We have been trying to implement some new software for the CRM – the product has been used by one of our sites for some time, but not on the other sites. They had tried to use it before, but it’s not designed to be used across a WAN, so it had been set-up as multiple databases and when they started getting issues, they just stopped using the product.

The company concerned have issued a new version and our sales people have seen it and really like it. The vendor has produced a modified client GUI to run in a web browser – the idea is that those users on the remote sites would make use of that and so we could run a single database for all sites.

Well, that WAS the idea – the software runs OK locally, but when it was running through the browser, it was not as fast. Although it was usable, there was a definite speed issue, and we were worried that the users on the other site might not be convinced enough to use the product if the speed was poor.

It then occurred to me – the database was installed on the server and we also had a copy of the client software installed on the server so that we could test it was running as it was being set-up. I did a quick RDP to a server on the other site, the from there did another RDP back to the server on our site. The speed of operation was good – as far as I could tell, the speed was the same as if we were running it directly at this site.

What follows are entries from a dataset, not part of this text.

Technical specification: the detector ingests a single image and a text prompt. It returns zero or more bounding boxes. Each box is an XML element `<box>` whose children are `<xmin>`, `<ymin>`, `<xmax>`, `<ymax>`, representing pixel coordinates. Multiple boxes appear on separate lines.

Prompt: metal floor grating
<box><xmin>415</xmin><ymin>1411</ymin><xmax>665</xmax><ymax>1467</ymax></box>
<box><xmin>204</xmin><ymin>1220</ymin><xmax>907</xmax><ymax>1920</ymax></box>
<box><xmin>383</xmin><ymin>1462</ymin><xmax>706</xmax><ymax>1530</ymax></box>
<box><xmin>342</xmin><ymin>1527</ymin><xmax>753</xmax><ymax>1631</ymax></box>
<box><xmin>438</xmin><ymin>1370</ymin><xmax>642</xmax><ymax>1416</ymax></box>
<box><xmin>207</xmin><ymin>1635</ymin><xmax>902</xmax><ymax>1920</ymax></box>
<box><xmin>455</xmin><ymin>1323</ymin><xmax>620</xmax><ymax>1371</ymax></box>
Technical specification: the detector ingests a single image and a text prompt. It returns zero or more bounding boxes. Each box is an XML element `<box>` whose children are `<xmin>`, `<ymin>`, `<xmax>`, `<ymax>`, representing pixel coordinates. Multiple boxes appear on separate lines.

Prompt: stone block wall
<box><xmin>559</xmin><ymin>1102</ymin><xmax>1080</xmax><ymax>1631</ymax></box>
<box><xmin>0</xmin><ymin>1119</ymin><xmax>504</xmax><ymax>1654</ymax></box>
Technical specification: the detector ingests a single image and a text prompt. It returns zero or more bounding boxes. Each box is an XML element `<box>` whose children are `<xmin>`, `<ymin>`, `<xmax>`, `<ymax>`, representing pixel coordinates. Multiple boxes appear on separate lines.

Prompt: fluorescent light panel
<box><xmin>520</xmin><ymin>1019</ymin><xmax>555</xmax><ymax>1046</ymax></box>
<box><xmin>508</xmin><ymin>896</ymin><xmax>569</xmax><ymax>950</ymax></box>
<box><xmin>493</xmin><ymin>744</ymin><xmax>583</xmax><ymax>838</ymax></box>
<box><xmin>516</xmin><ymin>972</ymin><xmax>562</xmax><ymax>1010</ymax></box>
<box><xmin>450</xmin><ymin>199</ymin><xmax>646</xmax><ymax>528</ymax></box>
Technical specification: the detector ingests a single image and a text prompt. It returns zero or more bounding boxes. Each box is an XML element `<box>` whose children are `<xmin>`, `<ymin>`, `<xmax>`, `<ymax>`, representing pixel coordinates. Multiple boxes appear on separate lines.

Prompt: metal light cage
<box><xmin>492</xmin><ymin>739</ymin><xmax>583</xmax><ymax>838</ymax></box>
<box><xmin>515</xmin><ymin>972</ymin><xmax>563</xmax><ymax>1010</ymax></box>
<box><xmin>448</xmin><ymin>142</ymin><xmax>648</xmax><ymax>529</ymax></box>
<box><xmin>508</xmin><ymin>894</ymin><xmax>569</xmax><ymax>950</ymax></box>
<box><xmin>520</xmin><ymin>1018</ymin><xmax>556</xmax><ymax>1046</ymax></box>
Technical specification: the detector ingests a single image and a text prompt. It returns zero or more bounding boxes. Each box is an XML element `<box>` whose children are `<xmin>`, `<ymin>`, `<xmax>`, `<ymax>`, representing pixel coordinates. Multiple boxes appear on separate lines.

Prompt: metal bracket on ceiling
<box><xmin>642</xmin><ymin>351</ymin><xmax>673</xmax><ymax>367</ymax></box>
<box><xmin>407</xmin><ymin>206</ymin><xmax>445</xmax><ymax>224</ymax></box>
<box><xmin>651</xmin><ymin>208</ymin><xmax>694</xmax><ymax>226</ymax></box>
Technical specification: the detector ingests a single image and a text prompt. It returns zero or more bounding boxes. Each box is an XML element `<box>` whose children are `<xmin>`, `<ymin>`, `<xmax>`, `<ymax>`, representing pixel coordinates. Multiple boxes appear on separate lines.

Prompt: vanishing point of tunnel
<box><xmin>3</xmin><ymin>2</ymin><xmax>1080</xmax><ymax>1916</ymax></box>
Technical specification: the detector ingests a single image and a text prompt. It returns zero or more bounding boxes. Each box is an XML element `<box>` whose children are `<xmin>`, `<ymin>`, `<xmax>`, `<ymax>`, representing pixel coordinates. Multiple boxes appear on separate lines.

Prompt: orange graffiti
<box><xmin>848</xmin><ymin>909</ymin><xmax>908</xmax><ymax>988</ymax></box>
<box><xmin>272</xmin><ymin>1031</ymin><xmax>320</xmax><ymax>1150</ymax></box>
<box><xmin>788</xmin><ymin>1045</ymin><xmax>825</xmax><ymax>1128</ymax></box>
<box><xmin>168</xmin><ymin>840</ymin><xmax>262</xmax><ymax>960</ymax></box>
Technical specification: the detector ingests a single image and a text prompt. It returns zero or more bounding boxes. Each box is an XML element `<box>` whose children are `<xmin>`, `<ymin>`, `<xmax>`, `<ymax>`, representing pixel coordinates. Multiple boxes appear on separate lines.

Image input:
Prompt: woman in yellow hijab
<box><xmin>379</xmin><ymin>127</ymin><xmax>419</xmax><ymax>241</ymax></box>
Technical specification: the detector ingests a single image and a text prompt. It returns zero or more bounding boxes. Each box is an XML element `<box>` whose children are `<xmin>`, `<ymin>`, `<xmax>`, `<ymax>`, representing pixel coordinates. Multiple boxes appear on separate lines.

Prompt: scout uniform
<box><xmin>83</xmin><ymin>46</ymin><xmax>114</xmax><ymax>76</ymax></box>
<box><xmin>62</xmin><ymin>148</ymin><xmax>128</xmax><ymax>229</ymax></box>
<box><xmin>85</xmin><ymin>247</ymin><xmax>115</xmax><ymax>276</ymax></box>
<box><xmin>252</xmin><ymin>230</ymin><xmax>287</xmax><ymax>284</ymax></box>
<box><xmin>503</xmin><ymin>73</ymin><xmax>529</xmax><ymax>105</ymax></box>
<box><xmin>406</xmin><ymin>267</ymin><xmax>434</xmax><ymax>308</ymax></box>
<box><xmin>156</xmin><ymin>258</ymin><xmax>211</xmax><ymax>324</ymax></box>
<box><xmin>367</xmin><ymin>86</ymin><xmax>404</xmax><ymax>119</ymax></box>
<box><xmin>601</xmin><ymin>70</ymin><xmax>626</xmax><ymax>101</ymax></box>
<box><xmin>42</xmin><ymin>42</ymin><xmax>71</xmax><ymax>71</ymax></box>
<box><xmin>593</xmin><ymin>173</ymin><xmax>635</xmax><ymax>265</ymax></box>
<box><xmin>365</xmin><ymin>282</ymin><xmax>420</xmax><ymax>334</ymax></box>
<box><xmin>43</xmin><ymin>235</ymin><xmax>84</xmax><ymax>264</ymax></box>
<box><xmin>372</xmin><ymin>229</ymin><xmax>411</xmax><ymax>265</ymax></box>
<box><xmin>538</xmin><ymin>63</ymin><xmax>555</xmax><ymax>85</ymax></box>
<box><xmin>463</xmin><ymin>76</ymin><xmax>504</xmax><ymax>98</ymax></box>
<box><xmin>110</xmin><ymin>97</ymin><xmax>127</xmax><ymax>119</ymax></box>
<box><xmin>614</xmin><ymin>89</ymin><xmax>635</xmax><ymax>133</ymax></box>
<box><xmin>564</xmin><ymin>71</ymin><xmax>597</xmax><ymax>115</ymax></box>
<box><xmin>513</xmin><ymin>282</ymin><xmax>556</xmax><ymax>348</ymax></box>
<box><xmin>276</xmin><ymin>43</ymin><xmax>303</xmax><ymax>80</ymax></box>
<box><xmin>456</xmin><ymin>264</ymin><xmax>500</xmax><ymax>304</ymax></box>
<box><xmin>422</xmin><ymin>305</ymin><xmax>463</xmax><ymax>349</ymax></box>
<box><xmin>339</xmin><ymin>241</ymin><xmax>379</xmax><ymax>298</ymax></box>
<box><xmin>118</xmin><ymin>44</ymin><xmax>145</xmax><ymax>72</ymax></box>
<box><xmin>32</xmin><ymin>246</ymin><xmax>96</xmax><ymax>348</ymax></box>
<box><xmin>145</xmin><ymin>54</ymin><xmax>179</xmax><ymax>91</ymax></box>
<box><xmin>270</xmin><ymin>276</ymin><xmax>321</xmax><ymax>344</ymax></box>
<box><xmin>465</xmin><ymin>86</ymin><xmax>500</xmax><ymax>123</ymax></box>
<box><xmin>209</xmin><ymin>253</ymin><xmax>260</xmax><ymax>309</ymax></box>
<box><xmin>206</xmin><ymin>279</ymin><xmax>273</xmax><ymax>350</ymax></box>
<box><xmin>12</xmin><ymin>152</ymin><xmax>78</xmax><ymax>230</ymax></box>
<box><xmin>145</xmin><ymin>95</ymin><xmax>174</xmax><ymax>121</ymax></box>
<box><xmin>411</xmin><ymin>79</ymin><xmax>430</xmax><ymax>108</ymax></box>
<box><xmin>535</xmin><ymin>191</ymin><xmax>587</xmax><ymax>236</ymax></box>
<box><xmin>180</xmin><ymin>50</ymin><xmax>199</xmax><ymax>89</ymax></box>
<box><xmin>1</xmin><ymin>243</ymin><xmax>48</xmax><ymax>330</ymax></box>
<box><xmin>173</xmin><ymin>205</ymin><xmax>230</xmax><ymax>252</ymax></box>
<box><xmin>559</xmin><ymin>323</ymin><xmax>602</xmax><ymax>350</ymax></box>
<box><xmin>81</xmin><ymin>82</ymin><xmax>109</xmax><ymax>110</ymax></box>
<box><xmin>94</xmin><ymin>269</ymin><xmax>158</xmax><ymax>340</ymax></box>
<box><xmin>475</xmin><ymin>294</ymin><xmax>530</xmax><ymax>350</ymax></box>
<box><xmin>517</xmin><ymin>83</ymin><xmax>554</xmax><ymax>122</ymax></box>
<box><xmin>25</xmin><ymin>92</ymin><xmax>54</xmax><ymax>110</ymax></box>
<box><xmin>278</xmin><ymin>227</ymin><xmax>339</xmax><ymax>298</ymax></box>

So I set-up some shortcuts and emailed them to the users at the remote site, and then talked them through how to save and use the shortcut. They agreed that this worked well and they were really happy with the speed of operation. But then we hit a snag – only 2 users at a time. As we are talking about having some 20 remote users, then there is clearly a bit of a problem.

Now my predecessor had bought volume licences for a lot of software which included some terminal server licences, but unfortunately, none of the paperwork specified what was what. I found the paperwork ages ago and set-up a profile on eOpen to manage all of the various items. - this is a great resource and I suggest that you check it out if you don’t already use it. It allows you to see what the various bits of paper refer to and it gives you details on date of purchase, vendor, type of licence, quantity etc.

However, when I double checked, the Terminal Services licence server had been setup and the licences applied – so that wasn’t the problem. I then searched through the various bits and pieces and subesquently realised where it was all going wrong. The server that the software was installed on was set to use Remote Desktop as the licensing mode, not the correct Terminal Services mode. A quick couple of clicks and problem solved.

So now the staff at the remote site can all connect to the server and all use the CRM software. It seems to run just as quickly when half a dozen of them are using it – so they are all happy!